A frase é de José Genoino, publicada em 1995 (ver postagem anterior).
Essa convicção não é privilégio da esquerda tradicional. Desde o clássico trabalho de Max Weber, "A Política como Vocação", (1919) não podemos mais pensar que os paradoxos éticos que envolvem a relação entre meios e fins na política sejam privilégios desta ou daquela tendência ou crença política. O que eu quero discutir é se pode haver alguma relação peculiar entre o desejo de ter sempre razão, em política, e as posições conservadoras, de esquerda ou direita. Essa discussão weberiana sobre o que ele designa como o vício clerical de querer ter sempre razão é uma das passagens mais relevantes do ensaio dele. Em que consiste este vício e de que forma se relaciona com nosso tema?
Weber dá o exemplo do homem que, tendo deixado de amar uma mulher para amar outra, sente-se obrigado a justificar-se diante de si mesmo, dizendo que a primeira mulher não era digna de seu amor, ou que o decepcionou ou qualquer outra razão parecida. Ao invés de simplesmente admitir para si (e para ela) que não gosta mais dela, esse bom homem procura criar uma legitimidade em virtude da qual ele pretende ter razão para fazer a troca de mulheres. Como se não bastasse deixar a antiga mulher, esta ainda é considerada culpada pela separação. Essa mesma alma, quando compete com outro homem pelo amor de uma mulher e o vence, fica convencido do valor menor do rival, pois afinal foi derrotado! Esta alma boa, na política, quando ganha, é porque tem razão, e quando perde, é porque... tem razão! A ética, para essa boa alma, é apenas um meio de se convencer que a razão está sempre com ela. Ela nunca perderá um embate, seja uma guerra, uma eleição ou uma greve. Santificado pelos fins que persegue, a alma boa sacrifica os valores do cavalheirismo para com nossas mulheres, os valores da objetividade e da dignidade.

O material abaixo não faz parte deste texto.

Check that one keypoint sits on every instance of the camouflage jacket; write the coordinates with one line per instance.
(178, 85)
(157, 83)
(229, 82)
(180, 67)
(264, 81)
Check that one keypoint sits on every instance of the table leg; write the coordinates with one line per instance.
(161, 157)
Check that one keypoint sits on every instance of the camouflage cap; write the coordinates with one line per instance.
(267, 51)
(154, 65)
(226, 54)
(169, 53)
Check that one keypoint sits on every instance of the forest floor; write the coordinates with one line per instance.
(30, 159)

Até aqui com a descrição do vício, seguindo Max Weber. Mas o que isso tem a ver com nossa discussão?
Creio que podemos acompanhar um pouco mais Max Weber, na lembrança de que quando acreditamos que o trabalho político consiste na imposição da justiça absoluta na terra por meio do poder, precisamos lembrar do que acompanha isso: um partido, centenas ou milhares de partidários ou militantes, que não apenas precisam de recompensas materiais, mas também de recompensas morais de “satisfação do ressentimento e da paixão, falsamente ética, de ter razão”. (Weber, p. 133) Uns tantos militantes conservarão por muito tempo a fé na causa e na pessoa dos grandes líderes, mas o dia a dia da vida aos poucos cobrará seu preço: afinal, é humanamente impossível fazer política sem conversarmos com as potências do diabo e quanto mais conversações com o diabo, mais buscaremos a santificação pelos fins, mais buscaremos a absolvição de nossas ações concretas por meio da pureza das intenções professadas.

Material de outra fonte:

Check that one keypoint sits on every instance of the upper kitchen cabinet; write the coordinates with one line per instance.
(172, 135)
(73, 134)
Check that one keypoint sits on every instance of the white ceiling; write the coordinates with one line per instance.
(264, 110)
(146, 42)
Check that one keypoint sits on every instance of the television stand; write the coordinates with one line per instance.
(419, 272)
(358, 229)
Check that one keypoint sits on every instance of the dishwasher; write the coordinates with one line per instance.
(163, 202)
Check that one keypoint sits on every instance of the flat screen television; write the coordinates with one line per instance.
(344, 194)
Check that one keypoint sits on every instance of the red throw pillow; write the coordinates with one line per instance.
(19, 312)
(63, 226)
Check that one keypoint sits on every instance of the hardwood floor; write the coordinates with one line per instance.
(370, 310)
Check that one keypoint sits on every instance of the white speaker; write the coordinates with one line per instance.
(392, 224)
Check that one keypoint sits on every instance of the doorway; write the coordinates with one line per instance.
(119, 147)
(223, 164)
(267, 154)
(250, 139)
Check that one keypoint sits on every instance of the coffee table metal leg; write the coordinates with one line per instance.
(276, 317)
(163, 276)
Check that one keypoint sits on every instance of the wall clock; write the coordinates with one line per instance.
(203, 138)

Antes de ser um privilégio da esquerda tradicional, a idéia de que os fins justificam os meios pode representar uma tentação para todo tipo de gente, em muitos contextos políticos. Por exemplo, o Brasil, colocado sob a seguinte descrição: um país com enormes injustiças e desigualdades sociais (sob a forma da distribuição de renda e de terra); com enormes massas de miseráveis e excluídos de toda a sorte; com uma pequena classe média, por vezes afluente, por vezes estacionada; com uma elite menor ainda, no mais das vezes insensível ao quadro de exclusão social; com uma economia complexa; com um parque industrial vigoroso; com um sistema educacional e científico deficitário numa das pontas mas sofisticadíssimo noutra. Pensemos agora num certo tipo de alma, pertencente a essa pequena classe média, e que pelos mais diversos caminhos da vida tornou-se solidária para com a sorte dessas grandes massas de excluídos. Um belo dia essa alma conclui que o estado de miséria e exploração é produzido pelos homens e que as coisas não precisariam forçosamente ser assim como são. É preciso, pois fazer algo para mudar esse estado de coisas.